American Tower outlook: demand signals for 5G and AI capacity
The company’s financials reflect durable demand for macro, rooftop, and adjacent infrastructure as 5G scales and AI use cases form.
Portfolio scale and 2025 financial performance
American Tower closed Q4 2025 with roughly 150,000 communications sites. Quarterly revenue reached about $2.73 billion, up mid‑single digits year over year, while quarterly profit was approximately $837 million and lower versus the prior year. For full‑year 2025, revenue was about $10.64 billion, up just over 5%, with net profit around $2.63 billion, up in the mid‑teens. Capital expenditures were approximately $592 million in Q4 and $1.7 billion for the year, highlighting continued investment in newbuilds, upgrades, and power and backhaul enhancements.
2026 guidance and investor implications
For 2026, the company guides property revenues of roughly $10.44–$10.59 billion and net profits of $2.94–$3.02 billion. The outlook assumes steady lease-up in the U.S., faster organic growth internationally as portfolios mature, and ongoing 5G capacity work that sets the stage for 5G‑Advanced and future 6G. For operators and vendors, that signals a stable build cadence, with capacity-led deployments dominating planning cycles.
Next steps for operators and enterprises
The next 24–36 months will separate those who plan capacity surgically from those who chase traffic reactively.

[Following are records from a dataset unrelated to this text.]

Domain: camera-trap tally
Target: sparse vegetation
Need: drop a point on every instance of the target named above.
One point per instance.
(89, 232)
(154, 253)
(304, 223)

Actions for MNOs and neutral-host providers
Prioritize densification in mid-band with clear thresholds for adding small cells and targeted mmWave. Align RAN roadmaps to 3GPP Release 18/19 features that improve uplink and latency. Pre-qualify sites for power and fiber to cut cycle time. Use neutral-host and sharing models to expand indoor and venue economics, and instrument energy consumption to track cost per bit.
Actions for enterprises and cloud providers
Co-design edge locations with operators and towercos near high-value workflows. Validate that uplink capacity and SLA targets match AI and video analytics needs. Where spectrum flexibility is key, explore private 5G with roaming integration and ensure backhaul can scale as inference loads rise.
Watchlist: 5G-Advanced, spectrum, permitting, and AI apps
Track 5G‑Advanced feature availability, mid-band refarming timelines, and local permitting reforms that can unlock site supply. Watch the maturity of open RAN in dense urban deployments and the pace of AI application adoption that shifts traffic to the edge. These will determine how fast networks must scale—and where the next billion dollars of capex should go.